Speaking in the White House Rose Garden in September 2015, Presidents Barack Obama and Xi Jinping announced a breakthrough. The United States and China pledged that neither nation “will conduct or knowingly support cyber-enabled theft of intellectual property, including trade secrets or other confidential business information for commercial advantage.” But Xi’s promises were flimsy and short-lived. The agreement has collapsed. China is again trying to steal its way to greatness, and that calls for a resolute response.
The latest sign of trouble, but hardly the only sign, came in the indictments unsealed last week by the Justice Department. The United States charged that a state-owned Chinese company attempted to steal trade secrets from Micron, a semiconductor company based in Idaho that is the only U.S. maker of “dynamic random-access memory,” or DRAM, vital memory chips for computers, mobile devices and other electronics. According to the indictment, one of Micron’s employees went to work for the Chinese company, then recruited others who brought with them 900 files that included confidential DRAM designs. The U.S. attorney for the Northern District of California, Alex Tse, said the haul took “some of the most advanced semiconductor technology in the world.” Attorney General Jeff Sessions said the stolen trade secrets were valued at $8.75 billion.
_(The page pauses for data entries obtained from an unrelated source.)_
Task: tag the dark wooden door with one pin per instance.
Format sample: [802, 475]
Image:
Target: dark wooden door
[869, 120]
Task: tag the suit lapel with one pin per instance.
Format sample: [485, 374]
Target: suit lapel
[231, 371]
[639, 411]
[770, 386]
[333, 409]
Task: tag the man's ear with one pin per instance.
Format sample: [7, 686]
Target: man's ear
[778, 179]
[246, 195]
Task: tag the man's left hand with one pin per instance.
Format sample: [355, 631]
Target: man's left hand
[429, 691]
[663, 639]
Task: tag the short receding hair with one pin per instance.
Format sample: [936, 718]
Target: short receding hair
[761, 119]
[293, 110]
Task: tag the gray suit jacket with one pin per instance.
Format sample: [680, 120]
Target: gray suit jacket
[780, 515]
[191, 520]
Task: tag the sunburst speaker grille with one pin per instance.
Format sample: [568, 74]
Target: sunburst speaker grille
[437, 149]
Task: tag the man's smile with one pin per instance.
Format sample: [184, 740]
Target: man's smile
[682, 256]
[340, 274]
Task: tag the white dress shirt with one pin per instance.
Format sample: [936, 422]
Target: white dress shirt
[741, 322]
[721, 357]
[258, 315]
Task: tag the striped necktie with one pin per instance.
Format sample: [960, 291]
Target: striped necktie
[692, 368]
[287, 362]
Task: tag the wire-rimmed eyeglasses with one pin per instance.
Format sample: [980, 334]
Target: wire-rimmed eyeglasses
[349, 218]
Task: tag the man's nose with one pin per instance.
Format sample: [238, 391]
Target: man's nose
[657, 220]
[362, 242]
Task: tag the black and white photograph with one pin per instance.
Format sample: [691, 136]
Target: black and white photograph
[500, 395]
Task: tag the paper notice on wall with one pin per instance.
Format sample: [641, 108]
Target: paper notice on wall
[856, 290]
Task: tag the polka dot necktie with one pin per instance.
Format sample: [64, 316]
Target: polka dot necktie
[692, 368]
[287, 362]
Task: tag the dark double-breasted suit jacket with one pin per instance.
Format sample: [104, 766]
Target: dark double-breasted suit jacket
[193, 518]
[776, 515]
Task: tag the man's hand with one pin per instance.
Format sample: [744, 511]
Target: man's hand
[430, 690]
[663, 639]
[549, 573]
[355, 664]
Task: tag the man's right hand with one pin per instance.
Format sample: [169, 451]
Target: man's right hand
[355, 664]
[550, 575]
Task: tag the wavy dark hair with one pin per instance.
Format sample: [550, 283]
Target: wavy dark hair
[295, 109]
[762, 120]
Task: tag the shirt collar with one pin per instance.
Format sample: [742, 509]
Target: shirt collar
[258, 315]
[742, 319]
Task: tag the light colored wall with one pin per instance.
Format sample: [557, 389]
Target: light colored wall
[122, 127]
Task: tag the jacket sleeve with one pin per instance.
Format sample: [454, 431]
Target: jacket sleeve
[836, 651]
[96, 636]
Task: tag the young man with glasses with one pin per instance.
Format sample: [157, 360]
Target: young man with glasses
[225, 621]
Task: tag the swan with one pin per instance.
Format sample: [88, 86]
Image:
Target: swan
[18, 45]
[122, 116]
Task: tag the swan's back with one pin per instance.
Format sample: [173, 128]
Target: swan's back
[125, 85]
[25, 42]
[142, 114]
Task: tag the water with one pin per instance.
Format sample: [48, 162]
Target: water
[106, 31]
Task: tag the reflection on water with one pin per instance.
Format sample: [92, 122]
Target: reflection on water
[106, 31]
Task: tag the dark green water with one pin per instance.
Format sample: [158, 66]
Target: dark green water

China lacked DRAM technology until recently, and the Micron case is another example of China’s quest to climb the ladder of economic development by stealing overseas technology and copying, re-engineering and manufacturing it.
The United States must see the Chinese espionage for what it truly represents: the pursuit of superpower might by stealing the labor and investment of others. The economies of the United States and China are inexorably entwined, which will make confronting the espionage threat even harder. But it must be done. In the end, China will respond only to compulsion.